Why do a coset is isomorphic to a certain set.

Question

I have encountered with the proof of the next lemma

suppose G is a finite abelian p-group, and let $C$ a cyclic subgroup of maximal order, then $G=C\oplus H$ for some subgroup $H$

at http://torus.math.uiuc.edu/jms/m317/handouts/finabel.pdf, but in the proof the say that

$(C+K)/K \cong C$

but the reason they give is only the following:

Because K has prime order, K∩C={e}, which implies that $(C+K)/K \cong C$ , but Can you proof in detail that implication please, is because I don't see why that is true, thank you a lot. I'll appreciate your answers.

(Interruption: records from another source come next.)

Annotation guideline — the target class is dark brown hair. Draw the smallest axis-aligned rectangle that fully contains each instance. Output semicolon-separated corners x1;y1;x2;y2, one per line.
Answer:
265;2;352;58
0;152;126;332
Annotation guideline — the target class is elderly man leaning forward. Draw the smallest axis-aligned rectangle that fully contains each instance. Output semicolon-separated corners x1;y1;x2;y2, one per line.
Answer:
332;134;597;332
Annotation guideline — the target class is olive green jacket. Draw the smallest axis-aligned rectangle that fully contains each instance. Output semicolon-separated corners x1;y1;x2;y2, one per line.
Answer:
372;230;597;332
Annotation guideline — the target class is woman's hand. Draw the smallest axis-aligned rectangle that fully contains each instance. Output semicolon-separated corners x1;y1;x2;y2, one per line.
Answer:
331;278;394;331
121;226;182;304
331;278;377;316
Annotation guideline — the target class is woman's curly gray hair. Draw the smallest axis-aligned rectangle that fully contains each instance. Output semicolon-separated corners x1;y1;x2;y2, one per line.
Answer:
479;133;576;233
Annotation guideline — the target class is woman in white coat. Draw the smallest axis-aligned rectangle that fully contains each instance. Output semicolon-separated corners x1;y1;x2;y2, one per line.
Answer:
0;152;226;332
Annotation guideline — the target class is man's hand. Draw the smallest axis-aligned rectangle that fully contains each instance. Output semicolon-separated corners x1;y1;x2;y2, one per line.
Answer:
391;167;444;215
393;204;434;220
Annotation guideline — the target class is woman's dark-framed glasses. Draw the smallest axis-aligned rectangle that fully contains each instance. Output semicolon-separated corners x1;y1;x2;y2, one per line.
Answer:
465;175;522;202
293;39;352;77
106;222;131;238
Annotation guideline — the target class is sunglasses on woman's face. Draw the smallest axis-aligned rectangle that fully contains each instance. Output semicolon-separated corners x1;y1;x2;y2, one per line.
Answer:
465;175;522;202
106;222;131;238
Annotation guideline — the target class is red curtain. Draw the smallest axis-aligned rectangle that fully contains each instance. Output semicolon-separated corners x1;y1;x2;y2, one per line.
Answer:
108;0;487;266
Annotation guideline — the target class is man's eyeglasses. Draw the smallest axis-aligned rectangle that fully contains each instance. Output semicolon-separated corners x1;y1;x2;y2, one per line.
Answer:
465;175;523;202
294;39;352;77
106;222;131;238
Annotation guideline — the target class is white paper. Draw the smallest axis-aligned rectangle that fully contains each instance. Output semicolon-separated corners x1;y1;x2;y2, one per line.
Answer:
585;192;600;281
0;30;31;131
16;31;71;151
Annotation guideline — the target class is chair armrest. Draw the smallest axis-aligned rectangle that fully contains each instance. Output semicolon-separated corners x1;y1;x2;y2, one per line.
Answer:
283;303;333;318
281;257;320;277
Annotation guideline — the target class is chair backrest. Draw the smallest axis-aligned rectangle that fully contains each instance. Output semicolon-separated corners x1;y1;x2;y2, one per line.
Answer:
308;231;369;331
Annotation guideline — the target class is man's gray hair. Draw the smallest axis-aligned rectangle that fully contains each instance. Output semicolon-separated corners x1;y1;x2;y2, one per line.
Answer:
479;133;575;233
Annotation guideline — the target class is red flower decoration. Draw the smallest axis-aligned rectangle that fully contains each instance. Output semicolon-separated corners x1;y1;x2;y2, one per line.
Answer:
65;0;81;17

Is there an alternative proof of the one offer by @Hayden, thanks

Answer 1

The Second* Isomorphism Theorem (for Groups) states that for a group $G$, $S$ a subgroup of $G$, and $N$ a normal subgroup of $G$, then

1. $SN=\{sn \in G \mid s\in S, n\in N\}$ is a subgroup of $G$,
2. $S\cap N$ is a normal subgroup of $S$, and
3. $(SN)/N\cong S/(S\cap N)$.

Thus, taking $G$ to be abelian (so we will use additive notation rather than multiplicative notation), we see that $$\frac{C+K}{K}\cong \frac{C}{C\cap K}=\frac{C}{\{e\}}\cong C.$$

(*: The ordering of the isomorphism theorems are not altogether standard, so this might be different than the numbering you might have seen before. I'm using the numbering from wikipedia for simplicity.)